Installation under WSL

interpreter environnement

mamba create -n interpreter -y python=3.11
mamba activate interpreter
pip install open-interpreter

sudo apt install build-essential cmake

configuration of interpreter, installation of `llama_cpp`

1st thing is a configuration.

I don’t have GPT-4 API key, which is the preferred option. No other choice than to use Code-Llama (free but less capable).

Advantage is that it is a local version, and interpreter asks about its configuration:

parameter count (I choosed 34 B)
quality (I choosed Large - 33.4 GB)
GPU (of course yes)

error log

But during installation of TheBloke/CodeLlama-34B-Instruct-GGUF, it fails with this message.
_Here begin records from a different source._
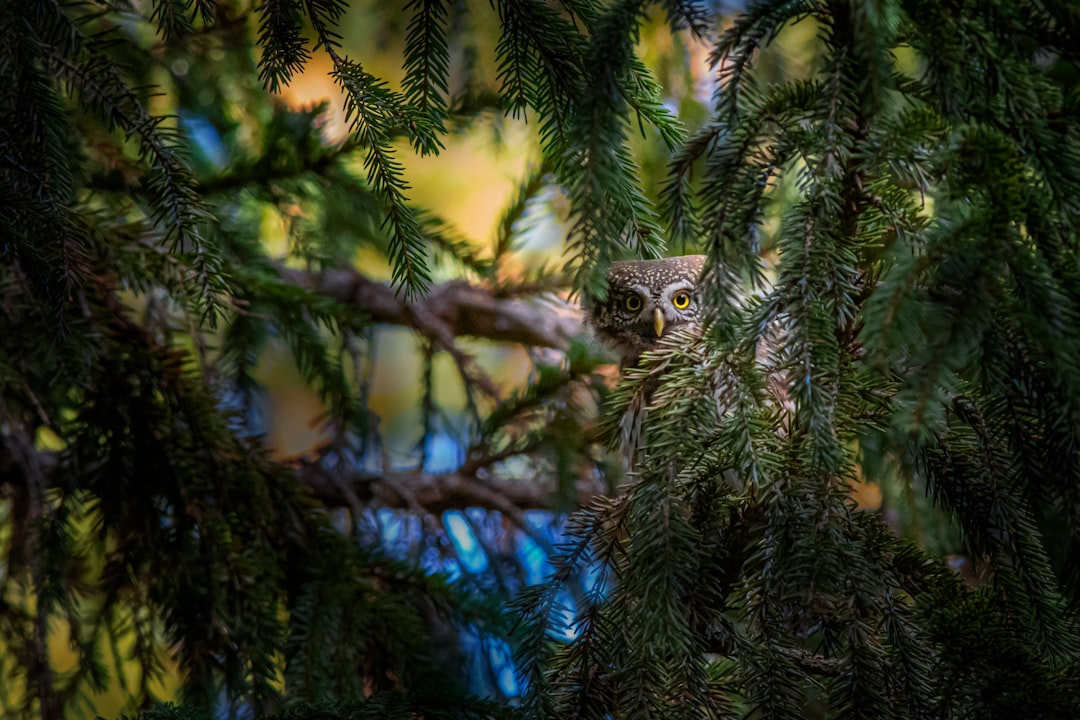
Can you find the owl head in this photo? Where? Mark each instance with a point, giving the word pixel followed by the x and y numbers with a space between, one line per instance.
pixel 646 300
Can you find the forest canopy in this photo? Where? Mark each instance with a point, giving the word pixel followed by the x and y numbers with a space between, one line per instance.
pixel 299 416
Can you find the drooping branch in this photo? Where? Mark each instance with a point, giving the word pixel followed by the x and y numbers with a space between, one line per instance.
pixel 458 307
pixel 434 492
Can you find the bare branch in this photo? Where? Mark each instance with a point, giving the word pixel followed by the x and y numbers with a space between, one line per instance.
pixel 461 309
pixel 437 492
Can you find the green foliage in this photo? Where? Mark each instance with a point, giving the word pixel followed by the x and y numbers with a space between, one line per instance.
pixel 892 288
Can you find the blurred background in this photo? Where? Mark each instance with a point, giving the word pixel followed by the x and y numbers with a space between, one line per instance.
pixel 285 181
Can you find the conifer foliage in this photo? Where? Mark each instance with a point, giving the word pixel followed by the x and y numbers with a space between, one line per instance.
pixel 892 285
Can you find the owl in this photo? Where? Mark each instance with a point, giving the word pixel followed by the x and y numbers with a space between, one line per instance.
pixel 646 300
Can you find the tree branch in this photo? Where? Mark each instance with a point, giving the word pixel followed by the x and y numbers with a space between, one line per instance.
pixel 460 308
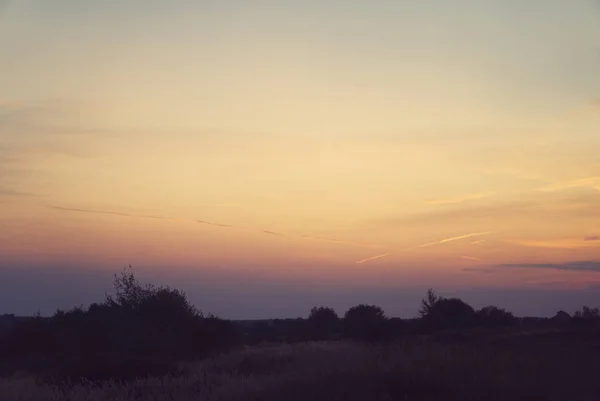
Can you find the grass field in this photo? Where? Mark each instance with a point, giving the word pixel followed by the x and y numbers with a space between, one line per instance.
pixel 513 366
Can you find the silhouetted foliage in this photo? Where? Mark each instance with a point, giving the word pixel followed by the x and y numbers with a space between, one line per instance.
pixel 492 316
pixel 323 322
pixel 587 313
pixel 142 331
pixel 428 302
pixel 365 322
pixel 440 313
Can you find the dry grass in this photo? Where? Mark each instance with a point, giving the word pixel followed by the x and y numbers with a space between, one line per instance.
pixel 351 372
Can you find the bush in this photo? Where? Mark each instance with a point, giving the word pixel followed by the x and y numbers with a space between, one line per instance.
pixel 442 313
pixel 323 322
pixel 492 316
pixel 365 322
pixel 143 331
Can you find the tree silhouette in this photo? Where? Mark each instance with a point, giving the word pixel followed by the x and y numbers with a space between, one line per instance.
pixel 440 312
pixel 428 302
pixel 365 322
pixel 492 316
pixel 587 313
pixel 323 321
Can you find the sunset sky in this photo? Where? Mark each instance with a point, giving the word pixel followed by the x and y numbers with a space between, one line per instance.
pixel 268 156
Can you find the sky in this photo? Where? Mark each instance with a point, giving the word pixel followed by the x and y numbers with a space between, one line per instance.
pixel 269 156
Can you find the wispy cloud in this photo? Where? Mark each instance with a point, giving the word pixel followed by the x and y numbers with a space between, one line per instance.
pixel 585 182
pixel 384 255
pixel 216 224
pixel 452 239
pixel 459 199
pixel 586 266
pixel 482 270
pixel 10 192
pixel 338 241
pixel 72 209
pixel 567 243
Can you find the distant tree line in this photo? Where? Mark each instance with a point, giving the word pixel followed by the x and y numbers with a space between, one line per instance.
pixel 147 330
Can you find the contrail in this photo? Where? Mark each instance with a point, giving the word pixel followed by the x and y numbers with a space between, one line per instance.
pixel 71 209
pixel 372 258
pixel 220 225
pixel 338 241
pixel 443 241
pixel 465 236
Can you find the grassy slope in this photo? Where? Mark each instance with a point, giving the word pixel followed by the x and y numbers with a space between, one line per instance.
pixel 533 367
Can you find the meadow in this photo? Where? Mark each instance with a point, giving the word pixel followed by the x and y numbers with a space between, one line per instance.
pixel 451 352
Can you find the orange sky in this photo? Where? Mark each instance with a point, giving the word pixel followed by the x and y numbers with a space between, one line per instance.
pixel 352 144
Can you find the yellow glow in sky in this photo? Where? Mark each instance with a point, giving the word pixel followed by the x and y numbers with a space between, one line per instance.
pixel 344 135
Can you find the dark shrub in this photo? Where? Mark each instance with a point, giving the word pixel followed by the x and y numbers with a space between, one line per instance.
pixel 142 331
pixel 441 313
pixel 492 316
pixel 323 322
pixel 365 322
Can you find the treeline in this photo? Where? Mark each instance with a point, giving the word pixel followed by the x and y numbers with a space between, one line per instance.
pixel 145 330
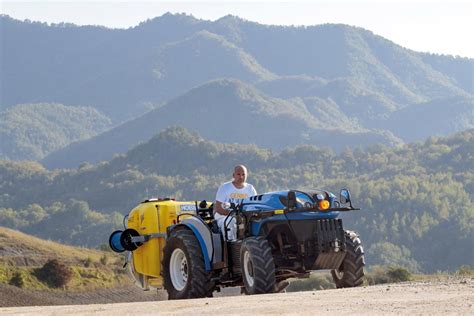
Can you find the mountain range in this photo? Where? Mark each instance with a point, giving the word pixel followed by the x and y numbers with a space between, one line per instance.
pixel 231 80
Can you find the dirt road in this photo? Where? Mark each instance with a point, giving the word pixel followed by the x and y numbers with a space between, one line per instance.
pixel 454 296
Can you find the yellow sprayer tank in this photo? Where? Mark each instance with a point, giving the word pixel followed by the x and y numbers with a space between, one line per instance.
pixel 153 217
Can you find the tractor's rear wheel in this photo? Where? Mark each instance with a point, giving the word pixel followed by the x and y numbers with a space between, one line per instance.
pixel 351 271
pixel 184 272
pixel 258 268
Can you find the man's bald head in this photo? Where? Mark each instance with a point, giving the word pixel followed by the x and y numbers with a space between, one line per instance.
pixel 240 168
pixel 239 175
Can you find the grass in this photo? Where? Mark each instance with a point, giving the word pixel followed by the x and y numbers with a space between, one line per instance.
pixel 21 255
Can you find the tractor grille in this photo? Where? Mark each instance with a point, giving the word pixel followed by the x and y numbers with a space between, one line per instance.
pixel 330 244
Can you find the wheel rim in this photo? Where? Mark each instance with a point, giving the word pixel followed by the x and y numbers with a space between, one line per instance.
pixel 248 269
pixel 339 274
pixel 178 269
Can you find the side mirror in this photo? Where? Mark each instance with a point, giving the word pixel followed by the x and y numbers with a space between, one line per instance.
pixel 345 197
pixel 291 200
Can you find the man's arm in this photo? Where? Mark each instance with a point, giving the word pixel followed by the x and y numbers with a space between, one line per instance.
pixel 218 208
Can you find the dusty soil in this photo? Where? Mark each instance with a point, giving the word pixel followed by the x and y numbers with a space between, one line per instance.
pixel 454 296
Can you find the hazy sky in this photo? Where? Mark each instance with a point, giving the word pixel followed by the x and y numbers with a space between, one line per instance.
pixel 444 27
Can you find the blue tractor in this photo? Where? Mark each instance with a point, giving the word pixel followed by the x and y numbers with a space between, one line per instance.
pixel 280 235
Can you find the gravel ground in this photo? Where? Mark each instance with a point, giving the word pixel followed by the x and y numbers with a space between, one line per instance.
pixel 454 296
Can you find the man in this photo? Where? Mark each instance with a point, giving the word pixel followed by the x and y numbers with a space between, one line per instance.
pixel 232 192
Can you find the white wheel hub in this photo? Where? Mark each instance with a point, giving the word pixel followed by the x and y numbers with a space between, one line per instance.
pixel 178 269
pixel 248 269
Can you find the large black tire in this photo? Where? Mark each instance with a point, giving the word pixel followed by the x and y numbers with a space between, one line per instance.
pixel 258 268
pixel 351 271
pixel 183 267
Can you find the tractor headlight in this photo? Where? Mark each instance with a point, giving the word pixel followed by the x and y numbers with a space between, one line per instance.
pixel 323 205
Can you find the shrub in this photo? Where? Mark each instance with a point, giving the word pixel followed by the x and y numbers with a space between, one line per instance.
pixel 88 262
pixel 54 273
pixel 465 269
pixel 398 274
pixel 17 280
pixel 316 281
pixel 104 259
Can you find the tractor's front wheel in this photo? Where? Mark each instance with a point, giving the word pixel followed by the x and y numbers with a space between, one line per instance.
pixel 351 271
pixel 258 268
pixel 184 272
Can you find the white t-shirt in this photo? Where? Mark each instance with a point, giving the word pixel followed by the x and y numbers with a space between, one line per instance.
pixel 227 192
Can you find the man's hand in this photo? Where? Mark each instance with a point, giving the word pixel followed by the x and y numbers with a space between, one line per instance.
pixel 219 209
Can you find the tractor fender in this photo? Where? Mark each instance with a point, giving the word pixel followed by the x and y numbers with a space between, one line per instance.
pixel 210 248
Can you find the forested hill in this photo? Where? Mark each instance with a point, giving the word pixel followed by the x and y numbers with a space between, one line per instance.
pixel 227 110
pixel 417 199
pixel 385 92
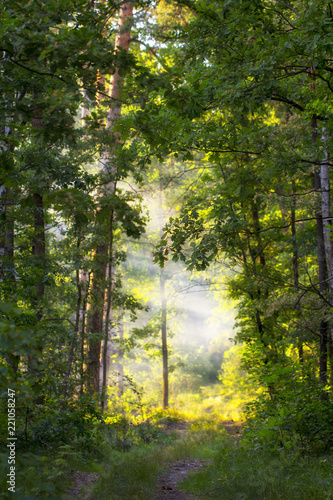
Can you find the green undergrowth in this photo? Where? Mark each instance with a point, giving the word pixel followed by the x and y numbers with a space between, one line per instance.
pixel 239 472
pixel 133 474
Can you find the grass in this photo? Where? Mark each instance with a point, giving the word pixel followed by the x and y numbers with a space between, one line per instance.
pixel 239 473
pixel 133 475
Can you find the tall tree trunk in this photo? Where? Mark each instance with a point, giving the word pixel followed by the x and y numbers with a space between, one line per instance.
pixel 322 269
pixel 295 262
pixel 165 394
pixel 98 287
pixel 76 328
pixel 120 360
pixel 108 321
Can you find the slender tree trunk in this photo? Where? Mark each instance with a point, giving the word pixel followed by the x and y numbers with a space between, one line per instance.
pixel 98 287
pixel 326 214
pixel 76 329
pixel 165 395
pixel 95 319
pixel 86 283
pixel 108 321
pixel 295 262
pixel 120 361
pixel 322 270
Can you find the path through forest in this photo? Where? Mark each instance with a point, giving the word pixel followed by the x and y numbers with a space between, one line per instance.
pixel 169 481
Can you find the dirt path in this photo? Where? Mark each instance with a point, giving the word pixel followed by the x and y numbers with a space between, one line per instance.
pixel 177 472
pixel 167 485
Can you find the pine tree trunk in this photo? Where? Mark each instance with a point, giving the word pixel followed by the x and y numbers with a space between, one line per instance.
pixel 165 395
pixel 99 278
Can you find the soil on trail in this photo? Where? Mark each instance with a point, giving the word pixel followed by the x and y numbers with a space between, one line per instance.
pixel 167 485
pixel 177 472
pixel 81 483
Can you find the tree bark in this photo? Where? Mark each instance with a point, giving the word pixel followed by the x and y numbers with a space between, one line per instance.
pixel 96 321
pixel 165 394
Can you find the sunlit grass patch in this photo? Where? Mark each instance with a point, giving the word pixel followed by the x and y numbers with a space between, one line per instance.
pixel 237 473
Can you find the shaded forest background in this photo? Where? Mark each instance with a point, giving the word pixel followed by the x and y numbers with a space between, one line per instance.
pixel 164 165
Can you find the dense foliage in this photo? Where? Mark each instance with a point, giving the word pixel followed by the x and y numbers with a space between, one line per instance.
pixel 222 109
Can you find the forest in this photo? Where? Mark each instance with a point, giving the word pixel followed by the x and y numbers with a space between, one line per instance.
pixel 166 249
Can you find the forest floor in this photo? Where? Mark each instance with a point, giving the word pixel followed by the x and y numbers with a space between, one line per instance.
pixel 174 471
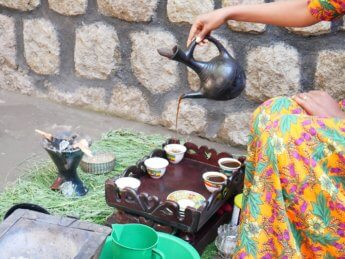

Building wheels for collected packages: llama-cpp-python
  Building wheel for llama-cpp-python (pyproject.toml) ... error
  error: subprocess-exited-with-error

  × Building wheel for llama-cpp-python (pyproject.toml) did not run successfully.
  │ exit code: 1
  ╰─> [26 lines of output]
      *** scikit-build-core 0.5.0 using CMake 3.27.4 (wheel)
      *** Configuring CMake...
      2023-09-13 19:04:10,988 - scikit_build_core - WARNING - libdir/ldlibrary: /home/guillaume/miniconda/envs/interpreter/lib/libpython3.11.a is not a real file!
      2023-09-13 19:04:10,989 - scikit_build_core - WARNING - Can't find a Python library, got libdir=/home/guillaume/miniconda/envs/interpreter/lib, ldlibrary=libpython3.11.a, multiarch=x86_64-linux-gnu, masd=None
      loading initial cache file /tmp/tmph_bvsb06/build/CMakeInit.txt
      -- The C compiler identification is unknown
      -- The CXX compiler identification is unknown
      CMake Error at CMakeLists.txt:3 (project):
        No CMAKE_C_COMPILER could be found.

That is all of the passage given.